OPERATION MINCEMEAT

OPERATION MINCEMEAT

(director: John Madden; screenwriters: Michelle Ashford/book by Ben Macintyre; cinematographer: Sebastian Blenkov; editor: Victoria Boydell; music: Thomas Newman; cast: Colin Firth (Ewen Montagu), Matthew Macfadyen (Charles Cholmondeley), Lorne MacFadyen (Sgt. Roger Dearborn / Glyndwr Michael),  Kelly Macdonald (Jean Leslie), Penelope Wilton (Hester Leggett), Johnny Flynn (Ian Fleming), Mark Gatiss (Ivor Montagu), Dolly Gadson (Jennifer Montagu), Hattie Morahan (Iris Montagu), Alex Jennings (John Masterman), Alex Jennings (John Masterman), Paul Ritter (Bentley Purchase ), Simon Russell Beale (Winston Churchill), Michael Bott (Frank Sawyer-Churchill Butler), Jason Isaacs (Admiral John Godfrey), Charlotte Hambling (Patricia Trehearne), Rufus Wright (Lt. Bill Jewell), Mark Bonnar (Jock Horsfall), Ruby Bentall (Connie Bukes); Runtime: 128; MPAA Rating: PG-13; producers; Charles S. Cohen, Iain Canning, Emile Sherman, Kris Thykier: Netflix; 2021-UK)

“The extraordinary true story should have been better executed.”

Reviewed by Dennis Schwartz

Brit director John Madden (“Best Exotic Marigold Hotel”/”Shakespeare in Love”) tamely dramatizes for the second time in a movie a successful disinformation mission of World War II. Ronald Neame’s 1956 “The Man Who Never Was,” starring Clifton Webb, was based also on a 1953 memoir by Ewen Montagu (Colin Firth), a married lawyer turned Naval Intelligence officer who along with the skittish RAF lieutenant Charles Cholmondeley (Matthew Macfadyen) led the “trojan horse” operation a decade earlier (that took the name Operation Mincemeat so as to create space between operations). This retelling of the spy story has been adequately adapted from the 2011 book by Ben Macintyre and scripted by the TV writer Michelle Ashford (though her so-so script was problematic at times because of its sappy moments over personal situations and romantic intrigue in the “war room” that was more covered than the mission).
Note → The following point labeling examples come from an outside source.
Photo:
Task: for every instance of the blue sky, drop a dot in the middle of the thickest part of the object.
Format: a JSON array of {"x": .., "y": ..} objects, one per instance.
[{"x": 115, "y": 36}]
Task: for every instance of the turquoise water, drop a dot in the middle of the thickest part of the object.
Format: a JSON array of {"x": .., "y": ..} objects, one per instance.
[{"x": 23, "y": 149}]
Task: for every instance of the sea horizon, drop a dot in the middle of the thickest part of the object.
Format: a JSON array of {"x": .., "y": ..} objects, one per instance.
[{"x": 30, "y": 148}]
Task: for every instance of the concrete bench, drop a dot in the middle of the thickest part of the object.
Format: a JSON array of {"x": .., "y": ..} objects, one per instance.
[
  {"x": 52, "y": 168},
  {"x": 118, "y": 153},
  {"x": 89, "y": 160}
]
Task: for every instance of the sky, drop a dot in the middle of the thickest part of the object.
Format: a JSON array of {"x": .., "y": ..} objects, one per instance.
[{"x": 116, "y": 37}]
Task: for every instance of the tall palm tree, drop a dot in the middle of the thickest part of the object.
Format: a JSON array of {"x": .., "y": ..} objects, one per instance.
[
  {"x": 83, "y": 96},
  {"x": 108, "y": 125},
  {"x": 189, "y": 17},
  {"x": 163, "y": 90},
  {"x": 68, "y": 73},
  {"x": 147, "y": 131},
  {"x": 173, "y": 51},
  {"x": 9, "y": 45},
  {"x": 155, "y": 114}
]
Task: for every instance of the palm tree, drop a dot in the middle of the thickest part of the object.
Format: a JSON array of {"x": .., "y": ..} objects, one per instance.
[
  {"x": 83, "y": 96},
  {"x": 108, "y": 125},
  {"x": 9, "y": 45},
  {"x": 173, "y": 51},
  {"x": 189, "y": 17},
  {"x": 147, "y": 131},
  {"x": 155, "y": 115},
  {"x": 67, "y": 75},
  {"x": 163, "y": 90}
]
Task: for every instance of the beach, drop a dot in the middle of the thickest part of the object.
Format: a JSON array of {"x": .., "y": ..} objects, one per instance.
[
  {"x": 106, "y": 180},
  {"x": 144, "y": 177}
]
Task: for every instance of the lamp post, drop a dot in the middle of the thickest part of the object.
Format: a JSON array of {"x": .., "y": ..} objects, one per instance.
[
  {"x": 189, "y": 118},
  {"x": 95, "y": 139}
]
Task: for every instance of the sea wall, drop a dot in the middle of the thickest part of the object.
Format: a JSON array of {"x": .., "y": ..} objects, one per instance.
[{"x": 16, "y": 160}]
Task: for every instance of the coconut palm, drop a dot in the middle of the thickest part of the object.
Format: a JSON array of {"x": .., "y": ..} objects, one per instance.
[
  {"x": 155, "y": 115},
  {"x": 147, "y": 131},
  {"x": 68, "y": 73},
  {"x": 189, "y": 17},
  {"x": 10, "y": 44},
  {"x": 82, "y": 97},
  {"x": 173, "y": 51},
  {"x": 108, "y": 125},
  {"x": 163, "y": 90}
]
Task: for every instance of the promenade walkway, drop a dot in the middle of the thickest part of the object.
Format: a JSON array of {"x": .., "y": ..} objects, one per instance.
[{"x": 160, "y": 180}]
Madden’s crafty true spy film tells us how British intelligence used a homeless Welshman, dubbed Captain William Martin, as a dead soldier’s body to fool the Nazis over their invasion plans, as it planted false Allied counter-offensive invasion papers on him plus a phony love letter (written by the department’s spinster Helen Leggett-Penelope Wilton) plus it used the staff’s typist office worker, the widowed Jean Leslie-Kelly Macdonald, to use her old photo to be with the dressed corpse and also used other misinformation to make sure that the Nazis who recovered his body when it washed ashore on a Spanish beach would think the invasion is in Greece and not Sicily. All it needed was their skeptical boss, Admiral Godfrey (Jason Isaacs), to sign off on the secret operation.


Though weighed down in details and telling a story that needlessly seems strained over behind the scenes personal issues, as the extraordinary true story should have been better executed. It however shows its humor by having the future James Bond writer Ian Fleming (Johnny Flynn) as a civil servant writing at his desk, far from the front, while abetting the mission with his ideas. It even goes further by showing many other civil servants who seemed to be writing a book to get away from the front.